Before we get to today’s question, I want to share some exciting news: My new book just came out! It’s called Growing Feelings: A Kids’ Guide to Dealing with Emotions about Friends and Other Kids. It’s a sequel to my book Growing Friendships: A Kids’ Guide to Making and Keeping Friends. These funny and useful books are available through your library or wherever you buy books.

OK, here’s today’s question:

My name’s Olivia, and I'm 13 years old, and I want to know, um what are the signs of knowing that you're in a fake friendship?

Hi, Olivia. That’s a very interesting question!

First, we have to talk about what it means to be a “fake” friend. To me, that’s someone who acts friendly toward us but is unkind at other times and doesn’t genuinely care about us. So they’re not really a friend.

Some examples of a fake friend might be someone who only acts friendly when they want something from us, or someone who’s nice to our face but blabs our secrets or says nasty things about us when we’re not around, or–here’s a tricky one–someone who’s kind when we’re struggling but withdraws when things are going well for us because they feel jealous or threatened, which means they don’t really wish us well.

The word “fake” implies that they’re trying to trick us. Be careful there–that’s mind-reading! Mind-reading means assuming we know what someone else is thinking. But we can’t know for sure what’s going on in someone else’s mind unless they tell us. What we imagine they’re thinking is only a guess, and it could be wrong. It’s important to remember that.

Your question makes me think that maybe something happened between you and a friend that made you doubt whether that friend really cares about you. Now, maybe they’re a fake friend, and they were trying to trick you, but there are other possibilities.

Maybe they care about you, but they made a mistake. That happens. None of us is perfect. Maybe your friend was upset and said or did something not-so-kind in the heat of the moment. Maybe they didn’t realize whatever it was would bother you. Maybe they just did something–without even thinking–that ended up hurting you, but they didn’t mean to.

If that friend is usually kind, you may want to try talking things out. Listen to the friend’s perspective and also explain what bothered you and what you’d like them to do differently from now on.
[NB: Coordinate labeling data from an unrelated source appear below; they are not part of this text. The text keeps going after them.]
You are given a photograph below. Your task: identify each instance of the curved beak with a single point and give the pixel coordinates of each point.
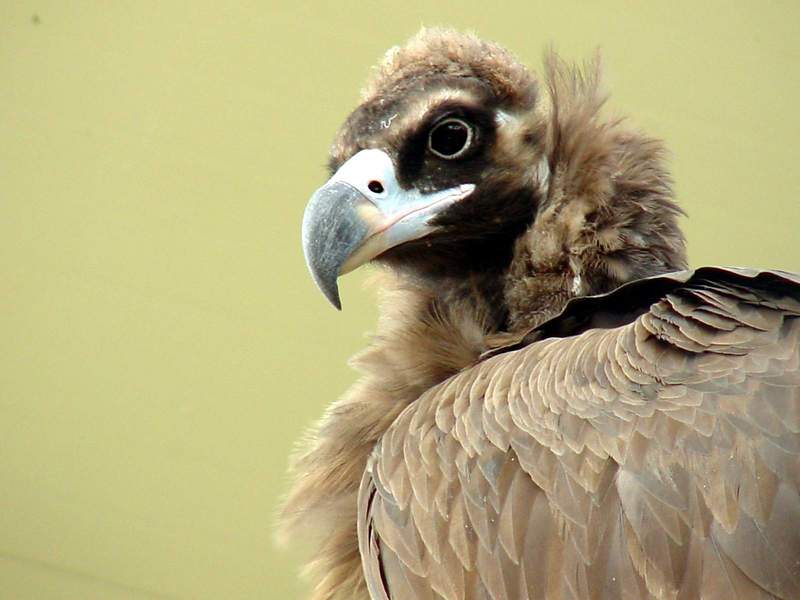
(360, 213)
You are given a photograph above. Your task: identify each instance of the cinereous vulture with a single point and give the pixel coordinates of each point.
(552, 406)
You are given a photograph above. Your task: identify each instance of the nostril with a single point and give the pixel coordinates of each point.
(376, 187)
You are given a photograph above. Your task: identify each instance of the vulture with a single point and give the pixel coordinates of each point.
(552, 406)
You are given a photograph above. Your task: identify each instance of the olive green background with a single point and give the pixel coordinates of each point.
(161, 345)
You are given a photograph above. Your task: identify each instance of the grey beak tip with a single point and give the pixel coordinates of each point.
(331, 230)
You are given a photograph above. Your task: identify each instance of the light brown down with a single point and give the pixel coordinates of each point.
(642, 445)
(655, 460)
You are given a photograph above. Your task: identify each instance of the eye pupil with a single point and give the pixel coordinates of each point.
(451, 138)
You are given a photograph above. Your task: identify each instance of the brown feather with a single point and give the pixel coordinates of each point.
(513, 438)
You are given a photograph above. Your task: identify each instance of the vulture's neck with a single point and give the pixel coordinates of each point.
(606, 217)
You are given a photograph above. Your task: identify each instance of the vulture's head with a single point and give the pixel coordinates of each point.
(458, 164)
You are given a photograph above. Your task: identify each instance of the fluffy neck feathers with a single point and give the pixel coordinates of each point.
(605, 215)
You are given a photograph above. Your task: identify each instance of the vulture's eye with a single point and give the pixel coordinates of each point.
(450, 138)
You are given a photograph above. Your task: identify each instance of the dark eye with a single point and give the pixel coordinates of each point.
(451, 138)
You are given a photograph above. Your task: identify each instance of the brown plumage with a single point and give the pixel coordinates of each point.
(547, 410)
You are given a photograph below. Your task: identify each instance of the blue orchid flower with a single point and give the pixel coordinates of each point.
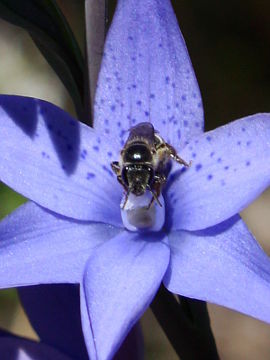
(15, 347)
(72, 232)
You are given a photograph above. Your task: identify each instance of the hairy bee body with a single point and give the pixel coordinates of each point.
(144, 162)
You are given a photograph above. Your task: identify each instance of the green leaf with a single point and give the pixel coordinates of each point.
(51, 33)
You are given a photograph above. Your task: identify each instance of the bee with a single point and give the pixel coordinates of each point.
(145, 162)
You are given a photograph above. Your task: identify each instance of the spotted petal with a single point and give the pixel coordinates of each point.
(121, 279)
(37, 247)
(54, 160)
(146, 74)
(223, 265)
(231, 167)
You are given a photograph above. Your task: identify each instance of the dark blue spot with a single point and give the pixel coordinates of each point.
(104, 167)
(83, 154)
(90, 176)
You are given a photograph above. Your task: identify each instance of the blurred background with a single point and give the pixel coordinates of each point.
(229, 45)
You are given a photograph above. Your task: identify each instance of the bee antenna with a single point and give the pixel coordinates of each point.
(154, 195)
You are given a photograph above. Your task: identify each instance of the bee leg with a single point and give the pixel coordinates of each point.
(175, 156)
(126, 199)
(116, 167)
(159, 181)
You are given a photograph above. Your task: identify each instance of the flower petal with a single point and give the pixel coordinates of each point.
(37, 247)
(17, 348)
(231, 168)
(223, 265)
(54, 313)
(146, 75)
(121, 279)
(54, 160)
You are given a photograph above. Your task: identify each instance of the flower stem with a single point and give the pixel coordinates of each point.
(186, 325)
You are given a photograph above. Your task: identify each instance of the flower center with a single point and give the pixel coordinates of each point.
(138, 215)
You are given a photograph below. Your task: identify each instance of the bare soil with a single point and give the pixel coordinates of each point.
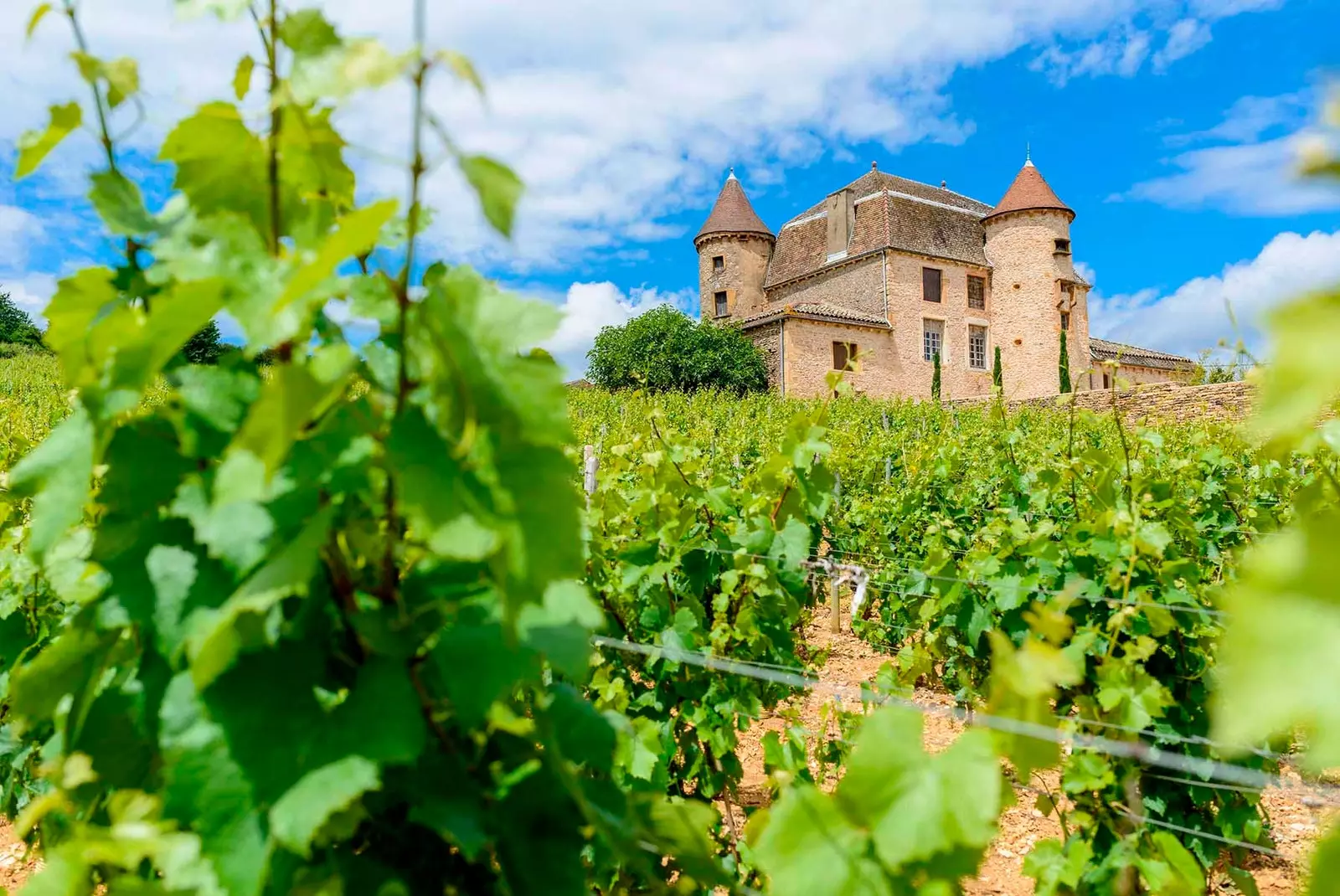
(853, 662)
(15, 863)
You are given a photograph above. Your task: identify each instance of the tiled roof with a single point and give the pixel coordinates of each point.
(1029, 190)
(875, 181)
(891, 212)
(1103, 350)
(734, 214)
(815, 310)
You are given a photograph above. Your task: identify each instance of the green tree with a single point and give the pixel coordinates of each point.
(17, 328)
(665, 350)
(1064, 368)
(205, 348)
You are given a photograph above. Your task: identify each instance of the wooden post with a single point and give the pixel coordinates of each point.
(834, 605)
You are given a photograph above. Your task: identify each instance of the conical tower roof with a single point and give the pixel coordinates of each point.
(732, 214)
(1029, 190)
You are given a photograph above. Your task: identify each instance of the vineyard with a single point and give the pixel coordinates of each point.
(405, 615)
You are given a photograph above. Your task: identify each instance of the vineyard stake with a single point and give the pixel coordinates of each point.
(591, 465)
(834, 605)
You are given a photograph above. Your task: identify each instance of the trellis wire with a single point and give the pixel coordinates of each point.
(1139, 750)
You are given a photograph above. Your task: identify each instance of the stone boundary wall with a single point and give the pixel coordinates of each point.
(1154, 401)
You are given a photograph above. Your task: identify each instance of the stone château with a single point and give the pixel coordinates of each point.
(886, 274)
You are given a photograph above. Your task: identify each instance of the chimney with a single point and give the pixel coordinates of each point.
(841, 217)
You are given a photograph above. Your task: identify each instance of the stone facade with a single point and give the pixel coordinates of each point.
(1100, 375)
(1158, 402)
(1033, 286)
(854, 270)
(744, 263)
(768, 339)
(808, 351)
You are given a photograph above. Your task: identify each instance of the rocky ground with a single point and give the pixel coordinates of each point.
(851, 662)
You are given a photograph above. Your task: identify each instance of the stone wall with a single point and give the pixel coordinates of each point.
(768, 339)
(744, 267)
(1157, 401)
(909, 314)
(1027, 294)
(1130, 375)
(810, 358)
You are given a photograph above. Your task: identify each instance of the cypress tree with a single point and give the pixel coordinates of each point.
(1065, 366)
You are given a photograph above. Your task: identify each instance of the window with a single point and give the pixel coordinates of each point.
(933, 339)
(844, 355)
(977, 292)
(930, 284)
(977, 348)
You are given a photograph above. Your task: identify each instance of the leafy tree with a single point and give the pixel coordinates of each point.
(665, 350)
(1209, 371)
(17, 328)
(1064, 368)
(205, 348)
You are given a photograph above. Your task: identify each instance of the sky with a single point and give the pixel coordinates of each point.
(1172, 127)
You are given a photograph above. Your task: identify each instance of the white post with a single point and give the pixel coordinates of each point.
(591, 465)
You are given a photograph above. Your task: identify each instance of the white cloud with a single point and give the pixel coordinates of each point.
(589, 307)
(1185, 38)
(18, 230)
(621, 114)
(1253, 165)
(1121, 54)
(1228, 306)
(31, 292)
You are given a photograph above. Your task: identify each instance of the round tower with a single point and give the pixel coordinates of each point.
(1035, 291)
(734, 247)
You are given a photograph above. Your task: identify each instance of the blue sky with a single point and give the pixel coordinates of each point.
(1172, 126)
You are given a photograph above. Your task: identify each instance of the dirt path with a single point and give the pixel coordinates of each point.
(13, 869)
(853, 662)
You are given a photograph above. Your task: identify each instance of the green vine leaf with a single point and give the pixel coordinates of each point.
(299, 816)
(120, 203)
(35, 19)
(34, 147)
(58, 474)
(497, 188)
(241, 76)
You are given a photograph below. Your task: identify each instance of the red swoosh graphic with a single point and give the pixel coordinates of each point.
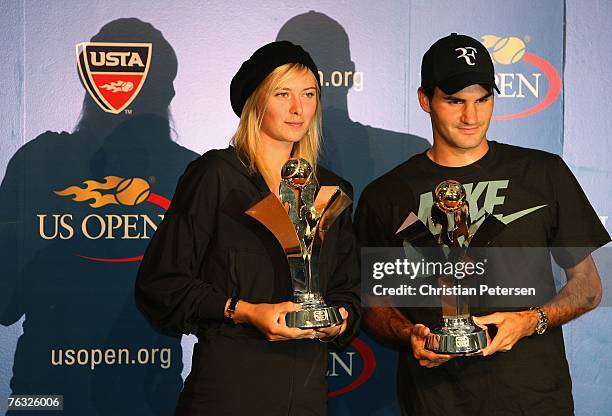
(119, 260)
(369, 364)
(159, 200)
(554, 87)
(155, 199)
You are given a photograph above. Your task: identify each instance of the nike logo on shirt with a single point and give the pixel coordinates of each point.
(507, 219)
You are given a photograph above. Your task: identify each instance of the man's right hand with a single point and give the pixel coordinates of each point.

Another possibility is that this isn’t a fake friendship; it’s a limited friendship. A limited friendship involves someone whose company you sometimes enjoy but not someone who you can count on no matter what. Not every friend is going to be a soul mate, and that’s okay. In limited friendships, kids like each other, but maybe they don’t know or like each other as much as they like other people, so there are limits on what they’ll do for each other.

If you think this might be a limited friendship, then you might need to lower your expectations. Maybe someday the friendship will grow into a close friendship, but in the meantime, don’t expect this casual friend to act the same as a close friend. Try to figure out what you can or can’t count on from this friend. Also, think about what you can give this friend without feeling used or resentful.

For instance, maybe this is someone who you can enjoy chatting with at the bus stop but not someone you can trust with your secrets. Or maybe you’ll have fun hanging out with this friend when you’re together as part of a group but you’re not close enough to invite this friend for a sleepover.

Friendships are complicated, and they can change over time. You can have and enjoy lots of different kinds of friends, but the essential ingredients of any good friendship are caring about each other and enjoying being together.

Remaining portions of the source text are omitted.